RURAL ENTERPRISE IS KEY
March 9, 2010 - Around 75% of Afghans live in rural areas where agriculture is the primary source of income. However, poor governance, inadequate marketing infrastructure and business development services, and poor post-harvest practices are limiting the economic development potential of the agriculture sector.
AGRICULTURE FOR GROWTH
In addition, lack of access to finance and business know-how is hampering the sector’s development and restricting on-farm and non-farm employment opportunities, thus perpetuating poverty in the rural areas. To boost employment and incomes for people living in rural areas of the country, the World Bank has recently approved a $30 million grant from the International Development Association to assist the newly established Afghanistan Rural Enterprise Development Program (AREDP), an initiative that is already benefitting farmers in Afghanistan.
Agha Shereen, a subsistence farmer in Abid Khail Village of Jabulsaraj, is part of the program. For years he had wanted to grow his small poultry business but lacked the technical knowledge and financial resources to properly expand. “I knew this was the opportunity I had waited for, so I immediately joined my village’s Enterprise Group,” Agha Shereen said. “We now have a producing poultry farm and I am contributing to the support of my family.”
WORLD BANK'S ROLE, WORKING WITH PARTNERS
AREDP is a national multi-donor funded, government-led program that jump-starts private sector growth in rural Afghanistan. In addition to IDA’s $30 million grant, the UK’s Department for International Development (DFID) has pledged $23 million through Afghanistan Reconstruction Trust Fund (ARTF). The Danish Government has also indicated they will support the program with a $2 million contribution under a bilateral agreement.
The program will support the establishment of 13,000 Savings Groups, 6,500 Enterprise Groups and 1,300 Village and Savings Loan Associations. AREDP will also support in building necessary skills, promoting market development and in particular, encouraging business linkages with the rural economy.
“The demand for the program came from rural men and women across Afghanistan. In Community Development Council meetings, they repeatedly called for a national initiative to tackle the twin problems of unemployment and poverty in rural areas,” said Ahmad Javaid Zeerak, AREDP Executive Director.
According to Qazi Azmat Isa, World Bank Project Team Leader, the pilot phase of this program demonstrated that such an intervention can have an enormous impact in terms of improving employment opportunities and income of rural men and women. “We have also seen in many other countries - in South Asia and beyond - that promoting synergies between private companies and rural enterprises provides a powerful force for boosting rural incomes,” he added.
THE PILOT PROGRAM
AREDP was launched after a pilot phase which included the completion of a socio-economic survey in 20 villages of Jabulsaraj district. Provincial and district governors, District Development Assemblies (DDAs) and Community Development Councils (CDCs) were surveyed, and overwhelmingly supported the development of the program.

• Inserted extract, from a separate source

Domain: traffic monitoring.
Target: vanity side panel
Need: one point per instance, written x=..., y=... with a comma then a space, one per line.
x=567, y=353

To implement the program in each of the 20 targeted communities, two Village Facilitators – one female and one male - were identified. Subsequently, Saving Groups and Enterprise Groups were established. Saving Groups (SGs) are groups set up at the community level to receive training in financial services and start common savings and inter-lending activities. Enterprise Groups are established at the community level involving between five to fifteen members, formed around a common enterprise activity and usually not for the conduct of financial activities. During the first four months of the pilot phase, 265 SGs and 36 EGs were formed with more than half of the SG members being women.
“As a result of the training, the Village Facilitators and the Saving Groups are now able to keep an accurate record and manage their financial information much like a professional financial institution,” said Ahmad Wakil Hamidpour, provincial head of the program in Parwan Province. “This was a positive first step for the groups and they are now ready to conduct internal lending.”
AREDP also provides basic technical and business support to the EGs and helps them to anticipate needs for future loans. To date, the EGs have only received technical assistance from the program in the fishing and poultry sectors.
Executive Director Zeerak commented, “Based on the impressive results to-date in Parwan, AREDP will be expanded to Balkh, Nangarhar, Herat, Bamyan, and Badakhshan Provinces with the support of the World Bank, and Kandahar, Helmand, Daikundi and Uruzgan through bi-lateral support.”
The program is managed by the Government of Afghanistan’s Ministry of Rural Rehabilitation and Development (MRRD). Upon meeting benchmarks, AREDP will be spun off into an independent entity with a Steering Board comprised of private and public sector representatives. AREDP is national in scope and will build on other developmental initiatives of the Government of Afghanistan, donors, and microfinance institutions in the area of private sector development.